Dr Therese Coffey. Picture: PAUL GEATER

Dr Therese Coffey. Picture: PAUL GEATER - Credit: Archant

I was proud to be the first woman ever to be elected as an MP for a Suffolk constituency in 2010, writes Dr Therese Coffey.

That was over a century after Suffolk had elected the very first woman mayor in Britain, when Elizabeth Garrett-Anderson became mayor of Aldeburgh in 1908. At that point, her sister Millicent Fawcett was pressing the case for women to get the vote which eventually happened in 1918 with full suffrage happening 10 years later.

In the elections held since the seat of Suffolk Coastal was first created in 1983 till 2010, only four women had even tried to become an MP here. My predecessor had been in place from before 1983 and had decided to retire only a few months before the election. I was fortunate that David Cameron had changed party rules, such that the local Conservatives chose from three men and three women. I won that contest on the first ballot though some people who are now my strongest supporters freely admit they did not expect to vote for a woman. I am glad I persuaded them.

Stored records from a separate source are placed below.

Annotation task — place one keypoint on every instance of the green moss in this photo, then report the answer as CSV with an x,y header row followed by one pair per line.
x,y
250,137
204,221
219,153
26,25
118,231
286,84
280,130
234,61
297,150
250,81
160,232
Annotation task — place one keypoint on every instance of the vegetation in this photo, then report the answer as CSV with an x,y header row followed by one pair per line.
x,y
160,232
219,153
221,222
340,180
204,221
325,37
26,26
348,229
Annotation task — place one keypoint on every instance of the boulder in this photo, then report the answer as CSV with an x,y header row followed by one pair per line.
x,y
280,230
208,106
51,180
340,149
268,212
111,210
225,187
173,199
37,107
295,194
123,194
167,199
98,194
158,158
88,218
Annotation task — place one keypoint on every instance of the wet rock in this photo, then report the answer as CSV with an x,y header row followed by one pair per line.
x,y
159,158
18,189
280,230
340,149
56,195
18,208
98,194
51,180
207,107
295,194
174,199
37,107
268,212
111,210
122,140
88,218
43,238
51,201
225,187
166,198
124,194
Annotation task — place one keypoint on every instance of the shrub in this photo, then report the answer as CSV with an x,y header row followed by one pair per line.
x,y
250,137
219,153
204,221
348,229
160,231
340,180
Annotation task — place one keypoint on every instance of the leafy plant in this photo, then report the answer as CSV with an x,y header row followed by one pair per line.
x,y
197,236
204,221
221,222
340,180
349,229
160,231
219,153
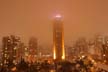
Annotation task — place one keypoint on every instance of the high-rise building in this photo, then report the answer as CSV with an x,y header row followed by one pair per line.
x,y
33,49
58,38
9,49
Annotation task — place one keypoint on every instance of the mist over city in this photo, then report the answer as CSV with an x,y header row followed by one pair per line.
x,y
53,36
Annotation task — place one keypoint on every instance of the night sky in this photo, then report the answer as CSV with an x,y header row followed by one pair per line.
x,y
26,18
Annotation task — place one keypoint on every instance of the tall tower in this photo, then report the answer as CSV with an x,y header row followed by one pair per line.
x,y
58,39
33,48
9,49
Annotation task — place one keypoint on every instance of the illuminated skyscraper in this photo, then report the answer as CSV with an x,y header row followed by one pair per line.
x,y
9,50
58,39
33,48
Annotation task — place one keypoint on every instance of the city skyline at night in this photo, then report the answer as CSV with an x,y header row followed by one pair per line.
x,y
34,18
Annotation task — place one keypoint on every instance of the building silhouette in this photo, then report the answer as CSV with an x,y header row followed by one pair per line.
x,y
9,49
58,39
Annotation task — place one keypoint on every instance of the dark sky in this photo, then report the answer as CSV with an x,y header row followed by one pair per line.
x,y
28,18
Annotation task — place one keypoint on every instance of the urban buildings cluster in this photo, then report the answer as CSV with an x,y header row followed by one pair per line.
x,y
83,52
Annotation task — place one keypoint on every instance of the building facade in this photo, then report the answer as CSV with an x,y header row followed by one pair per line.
x,y
58,39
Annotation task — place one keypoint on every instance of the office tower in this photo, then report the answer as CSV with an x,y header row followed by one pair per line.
x,y
33,49
9,49
58,39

That said, I have had my fair share of mansplaining, I have had to push back on those who I do not think would have spoken to my predecessor in the same way and I do not know if that was because I was a blow-in or a confident, thirtysomething, professional woman being assertive and assured in standing up and acting for what I thought was in the best interests of the people I represented.

I am pleased to have brought a female touch and was delighted to be joined by Bury St Edmunds MP Jo Churchill in 2015. I think we were able to really galvanise and complete the effectiveness of Suffolk MPs working together.

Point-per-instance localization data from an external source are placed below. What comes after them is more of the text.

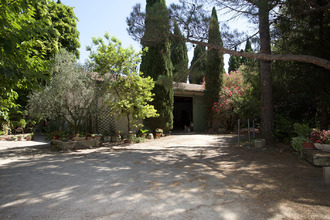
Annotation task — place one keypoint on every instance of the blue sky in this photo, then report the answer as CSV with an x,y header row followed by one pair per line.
x,y
100,16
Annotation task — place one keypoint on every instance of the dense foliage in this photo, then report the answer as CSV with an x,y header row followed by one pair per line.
x,y
109,56
123,89
130,98
32,32
69,95
179,56
214,65
156,62
231,98
198,65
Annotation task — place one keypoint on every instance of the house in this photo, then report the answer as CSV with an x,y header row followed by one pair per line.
x,y
189,108
189,112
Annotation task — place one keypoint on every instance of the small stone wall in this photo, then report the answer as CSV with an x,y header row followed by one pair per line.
x,y
74,145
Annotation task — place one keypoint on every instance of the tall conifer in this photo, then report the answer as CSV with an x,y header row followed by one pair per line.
x,y
198,65
157,62
248,48
234,63
215,65
179,56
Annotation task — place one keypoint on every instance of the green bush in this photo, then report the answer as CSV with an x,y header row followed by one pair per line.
x,y
22,123
297,143
283,129
302,129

Looking forward, I would like us to be more ambitious on encouraging more women into elected public life. It is said that women have lower risk appetites but I am concerned that ongoing abuse, particularly on social media, and the murder of Jo Cox is having a chilling effect on those whose first concern, understandably, is their family. From my experience, the effort is certainly rewarding, even if you do have to don a tin helmet from time to time.

The ladies who helped secure the vote had it far tougher but their tenacity won the day. I will do what I can to help even more enjoy the privilege of public service, hard won by the women who went before us.